“What did she say when she called you?”
“She said our summer fling resulted in a little girl who she was finally ready for me to meet,” he said.
“When was that, Ben?”
He paused. “Five days after I proposed to you,” he said. “Timing’s a funny thing, isn’t it?”
That was five months ago. Ben had proposed to me during a trip to Paris. He had known about Maddie for five months? That was longer than he had said yesterday. Had time collapsed for him? His engagement, the realization that he had a little girl. Everything melding into one long day. On one side there was our life, which we considered happy. On the other was this brand-new blessing, which could tear that life apart.
“I started to tell you that very night, but you were working late on the Porter case. And when you came in, you said, and I remember, get me a bottle of B-Minor and don’t say a word until I’ve had half of it. You fell asleep after half of it.”
“So it’s my fault?”
“No, I was just trying to pick a time that it wouldn’t hurt you.”
“What happened?”
“You have this wide-open face. And we were having so much fun planning the wedding, getting ready for London.” He paused. “And then I guess I couldn’t find a time that seemed like it wouldn’t hurt you.”
I took a breath, softened to him. He probably should have stopped talking then. But he didn’t. We never stopped talking, did we? It was what allowed us to say the thing that stuck. In the moment before we said the wrong thing.
“I know it’s hard to understand why I kept Maddie from you. But it’s hard for me too. It’s hard to understand why Michelle kept Maddie from me for so long.”
“Doesn’t it make you mad, Ben?”
“It makes me fucking furious and it has been rather difficult for me to deal with.”
Which was when I remembered seeing them on the street, Michelle’s hand on Ben’s back. He didn’t look furious.
“I look at Maddie and I think, regardless of what Michelle did, I don’t want to lose another second with her.” He paused. “And I’m grateful to Michelle that she did tell me.”
He cleared his throat.
“And now I’m telling you. I love you. And I’m going to do whatever I can to make things right for us.”
I could hear how much he meant it—and I felt myself moving toward him, toward understanding. Which was when he started to talk again.
“Let’s figure out how to get past this. I didn’t do anything intentionally deceitful. It’s not like I was unfaithful,” Ben said.
Unfaithful. What a choice of word. As if there were one way to make someone lose faith. Adultery. That was Ben’s measure of what was unforgiveable. It was what my mother was doing—with an impotent man. It was what my good brother was running away from so he didn’t allow himself to do it to my other brother. Ben wasn’t guilty of that. Except weren’t there other unforgivable things you couldn’t turn back from?
Last week I had known Ben. I had trusted him to tell me the truth, to ask me the questions that made me feel like I was moving closer to the truth. That was the trust between us.
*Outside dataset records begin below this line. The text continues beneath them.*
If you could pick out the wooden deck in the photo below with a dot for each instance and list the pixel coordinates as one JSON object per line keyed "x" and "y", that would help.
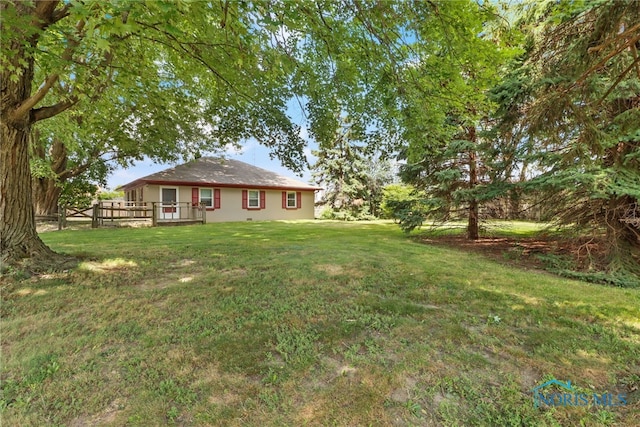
{"x": 105, "y": 213}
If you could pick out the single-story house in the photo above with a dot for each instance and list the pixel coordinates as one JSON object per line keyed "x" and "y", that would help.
{"x": 231, "y": 190}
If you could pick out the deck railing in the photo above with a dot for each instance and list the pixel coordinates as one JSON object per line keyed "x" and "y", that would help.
{"x": 106, "y": 212}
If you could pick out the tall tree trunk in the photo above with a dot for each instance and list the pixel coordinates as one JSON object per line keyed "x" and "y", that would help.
{"x": 472, "y": 226}
{"x": 17, "y": 222}
{"x": 18, "y": 236}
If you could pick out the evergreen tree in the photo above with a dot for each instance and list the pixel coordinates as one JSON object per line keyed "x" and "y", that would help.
{"x": 581, "y": 113}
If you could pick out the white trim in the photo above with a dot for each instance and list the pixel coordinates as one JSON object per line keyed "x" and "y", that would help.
{"x": 213, "y": 195}
{"x": 295, "y": 200}
{"x": 249, "y": 199}
{"x": 169, "y": 215}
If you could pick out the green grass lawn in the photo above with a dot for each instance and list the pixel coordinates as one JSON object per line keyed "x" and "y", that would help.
{"x": 305, "y": 323}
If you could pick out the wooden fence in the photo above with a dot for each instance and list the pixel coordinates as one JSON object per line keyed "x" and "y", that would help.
{"x": 113, "y": 212}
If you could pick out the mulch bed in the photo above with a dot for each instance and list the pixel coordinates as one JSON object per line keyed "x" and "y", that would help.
{"x": 524, "y": 251}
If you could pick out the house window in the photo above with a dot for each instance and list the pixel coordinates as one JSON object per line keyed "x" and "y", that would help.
{"x": 291, "y": 200}
{"x": 206, "y": 197}
{"x": 254, "y": 199}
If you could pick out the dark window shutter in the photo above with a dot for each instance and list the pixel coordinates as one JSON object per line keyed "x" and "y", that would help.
{"x": 216, "y": 198}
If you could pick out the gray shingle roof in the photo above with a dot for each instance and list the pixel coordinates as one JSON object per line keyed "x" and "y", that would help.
{"x": 222, "y": 172}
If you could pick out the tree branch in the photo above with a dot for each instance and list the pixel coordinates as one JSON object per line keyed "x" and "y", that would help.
{"x": 24, "y": 108}
{"x": 52, "y": 110}
{"x": 34, "y": 99}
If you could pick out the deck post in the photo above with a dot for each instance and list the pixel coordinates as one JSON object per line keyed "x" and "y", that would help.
{"x": 94, "y": 216}
{"x": 154, "y": 215}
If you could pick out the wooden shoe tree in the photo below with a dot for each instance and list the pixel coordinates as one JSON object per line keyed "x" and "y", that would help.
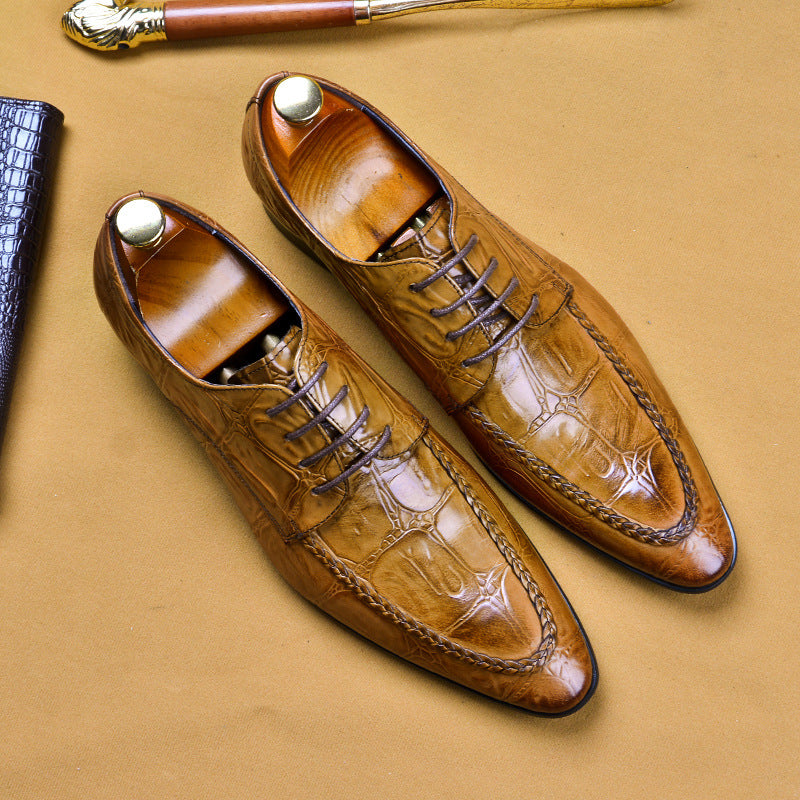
{"x": 355, "y": 184}
{"x": 201, "y": 300}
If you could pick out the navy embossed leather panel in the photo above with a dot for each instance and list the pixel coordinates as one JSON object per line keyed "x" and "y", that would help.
{"x": 28, "y": 136}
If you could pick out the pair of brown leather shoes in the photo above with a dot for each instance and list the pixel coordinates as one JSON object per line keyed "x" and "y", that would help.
{"x": 359, "y": 504}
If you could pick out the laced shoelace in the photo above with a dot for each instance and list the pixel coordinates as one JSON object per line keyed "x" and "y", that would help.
{"x": 322, "y": 416}
{"x": 488, "y": 310}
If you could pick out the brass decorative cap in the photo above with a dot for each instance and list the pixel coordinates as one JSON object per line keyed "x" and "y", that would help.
{"x": 298, "y": 99}
{"x": 140, "y": 222}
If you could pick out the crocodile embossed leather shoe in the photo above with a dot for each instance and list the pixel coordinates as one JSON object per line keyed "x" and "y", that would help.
{"x": 548, "y": 384}
{"x": 361, "y": 507}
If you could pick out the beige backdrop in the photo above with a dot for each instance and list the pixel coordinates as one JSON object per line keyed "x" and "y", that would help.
{"x": 147, "y": 647}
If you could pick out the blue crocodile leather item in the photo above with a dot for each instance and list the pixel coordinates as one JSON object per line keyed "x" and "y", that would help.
{"x": 29, "y": 132}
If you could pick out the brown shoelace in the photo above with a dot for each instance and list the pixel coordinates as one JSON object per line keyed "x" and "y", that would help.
{"x": 488, "y": 310}
{"x": 321, "y": 417}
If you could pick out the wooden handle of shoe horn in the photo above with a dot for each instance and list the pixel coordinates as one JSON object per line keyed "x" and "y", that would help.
{"x": 122, "y": 24}
{"x": 190, "y": 19}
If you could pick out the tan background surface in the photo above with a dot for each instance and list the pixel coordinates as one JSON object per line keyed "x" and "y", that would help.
{"x": 147, "y": 647}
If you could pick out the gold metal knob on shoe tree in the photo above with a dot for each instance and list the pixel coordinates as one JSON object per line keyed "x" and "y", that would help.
{"x": 298, "y": 99}
{"x": 140, "y": 222}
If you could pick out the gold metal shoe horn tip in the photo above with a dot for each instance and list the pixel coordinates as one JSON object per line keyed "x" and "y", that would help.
{"x": 114, "y": 24}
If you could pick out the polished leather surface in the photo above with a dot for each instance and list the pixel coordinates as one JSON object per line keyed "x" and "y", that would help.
{"x": 28, "y": 139}
{"x": 568, "y": 412}
{"x": 412, "y": 550}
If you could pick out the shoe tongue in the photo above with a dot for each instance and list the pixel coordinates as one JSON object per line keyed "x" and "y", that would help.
{"x": 428, "y": 236}
{"x": 277, "y": 366}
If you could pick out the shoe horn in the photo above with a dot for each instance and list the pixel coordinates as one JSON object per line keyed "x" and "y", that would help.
{"x": 120, "y": 24}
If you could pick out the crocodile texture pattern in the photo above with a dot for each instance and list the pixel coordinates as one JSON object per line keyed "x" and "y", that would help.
{"x": 412, "y": 550}
{"x": 28, "y": 137}
{"x": 568, "y": 412}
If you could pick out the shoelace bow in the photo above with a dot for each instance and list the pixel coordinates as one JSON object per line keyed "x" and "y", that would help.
{"x": 488, "y": 310}
{"x": 322, "y": 416}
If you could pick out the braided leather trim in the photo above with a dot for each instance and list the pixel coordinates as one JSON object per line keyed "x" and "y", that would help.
{"x": 581, "y": 497}
{"x": 366, "y": 592}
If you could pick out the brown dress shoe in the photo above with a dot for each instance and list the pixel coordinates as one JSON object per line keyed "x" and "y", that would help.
{"x": 362, "y": 508}
{"x": 548, "y": 384}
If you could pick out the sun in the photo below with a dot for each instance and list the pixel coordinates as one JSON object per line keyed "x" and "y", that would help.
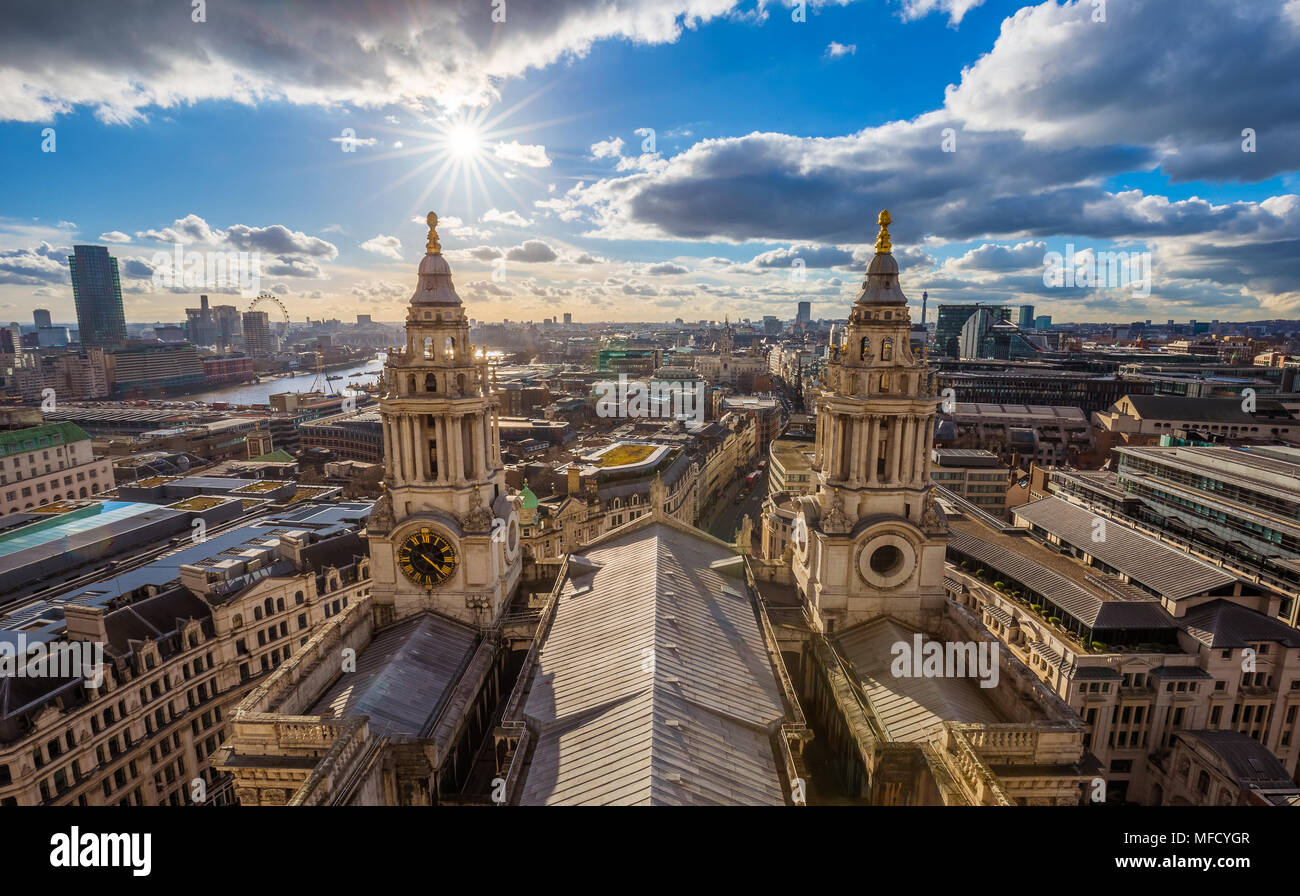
{"x": 463, "y": 142}
{"x": 458, "y": 152}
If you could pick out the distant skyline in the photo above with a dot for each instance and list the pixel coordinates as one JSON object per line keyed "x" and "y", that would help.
{"x": 995, "y": 134}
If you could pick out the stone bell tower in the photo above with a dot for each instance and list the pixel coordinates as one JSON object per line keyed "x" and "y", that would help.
{"x": 443, "y": 535}
{"x": 871, "y": 540}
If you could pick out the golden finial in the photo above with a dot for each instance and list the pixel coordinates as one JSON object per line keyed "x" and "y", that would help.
{"x": 883, "y": 239}
{"x": 433, "y": 246}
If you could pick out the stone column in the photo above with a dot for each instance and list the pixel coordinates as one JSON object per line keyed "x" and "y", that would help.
{"x": 922, "y": 451}
{"x": 440, "y": 425}
{"x": 909, "y": 453}
{"x": 458, "y": 446}
{"x": 872, "y": 448}
{"x": 895, "y": 450}
{"x": 820, "y": 442}
{"x": 856, "y": 451}
{"x": 407, "y": 441}
{"x": 479, "y": 441}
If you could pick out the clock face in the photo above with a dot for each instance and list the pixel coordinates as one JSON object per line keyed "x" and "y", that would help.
{"x": 427, "y": 558}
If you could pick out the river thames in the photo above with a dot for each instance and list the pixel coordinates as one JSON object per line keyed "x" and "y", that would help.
{"x": 259, "y": 393}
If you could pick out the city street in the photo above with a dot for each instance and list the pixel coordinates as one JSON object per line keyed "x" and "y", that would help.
{"x": 729, "y": 516}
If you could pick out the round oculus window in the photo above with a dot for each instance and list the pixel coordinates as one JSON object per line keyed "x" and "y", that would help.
{"x": 885, "y": 561}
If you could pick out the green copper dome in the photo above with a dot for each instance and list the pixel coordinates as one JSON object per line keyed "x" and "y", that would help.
{"x": 529, "y": 498}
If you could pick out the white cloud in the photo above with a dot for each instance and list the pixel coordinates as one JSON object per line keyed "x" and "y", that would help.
{"x": 523, "y": 154}
{"x": 610, "y": 148}
{"x": 384, "y": 245}
{"x": 508, "y": 219}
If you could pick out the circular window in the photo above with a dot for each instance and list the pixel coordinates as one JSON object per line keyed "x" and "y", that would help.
{"x": 885, "y": 561}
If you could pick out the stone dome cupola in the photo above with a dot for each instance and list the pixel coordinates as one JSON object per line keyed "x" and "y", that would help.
{"x": 434, "y": 286}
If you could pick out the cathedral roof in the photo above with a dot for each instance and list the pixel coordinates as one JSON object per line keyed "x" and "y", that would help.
{"x": 653, "y": 684}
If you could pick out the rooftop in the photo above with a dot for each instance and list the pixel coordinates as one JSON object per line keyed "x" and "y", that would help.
{"x": 909, "y": 708}
{"x": 1096, "y": 600}
{"x": 402, "y": 676}
{"x": 653, "y": 684}
{"x": 1168, "y": 571}
{"x": 18, "y": 441}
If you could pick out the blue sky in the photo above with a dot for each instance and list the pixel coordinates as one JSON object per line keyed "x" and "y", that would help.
{"x": 1105, "y": 126}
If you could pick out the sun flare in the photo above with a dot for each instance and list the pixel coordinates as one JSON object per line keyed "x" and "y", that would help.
{"x": 463, "y": 142}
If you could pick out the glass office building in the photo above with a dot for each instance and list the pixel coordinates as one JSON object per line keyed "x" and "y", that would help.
{"x": 98, "y": 294}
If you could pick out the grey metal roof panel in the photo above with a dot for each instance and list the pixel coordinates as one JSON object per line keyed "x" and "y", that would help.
{"x": 653, "y": 684}
{"x": 1096, "y": 674}
{"x": 1226, "y": 624}
{"x": 1166, "y": 570}
{"x": 402, "y": 676}
{"x": 1247, "y": 760}
{"x": 1179, "y": 672}
{"x": 910, "y": 709}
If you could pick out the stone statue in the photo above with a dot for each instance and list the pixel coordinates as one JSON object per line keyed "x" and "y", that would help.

“You still there?” he said.
I told him I wasn’t.
Then we got off the phone.
I went downstairs and made a cup of hot water with lemon, then I went upstairs and into Finn’s room, but it was dark. Maybe he was still at the bar. Either way, he wasn’t there now—his bed made, his bag on top of it.
I moved down the hall. There was a soft light coming from Bobby’s room. Margaret and Bobby in there together—reading, talking softly. They didn’t look unhappy. They looked comfortable.
That left my parents’ bedroom. The door was wide open. The door was never wide open when we were children—the bedroom was my parents’ sacred space, none of us daring to enter.
My mother was already in bed, her curls swept back off her face. Her radio was playing softly—a twin on either side of her, both of them sleeping. She put her finger to her mouth. “Whisper,” she said. “And tell me you have wine in that mug.”
“No, hot water and lemon. Do you want a little?”
“Only if the hot water and lemon magically turns into wine.”
I nodded and took a seat on the edge of the bed, motioning to the twins. “Are they sleeping with you?”
“They are sleeping with me,” she said. Her voice low, like in demonstration.
I smiled. I couldn’t help it. In a long, unruly day, this was the nicest thing she could do. My mother was acting exactly like my mother. Bossy, serious. It made me feel calm. So why did I decide to reward her by being mean?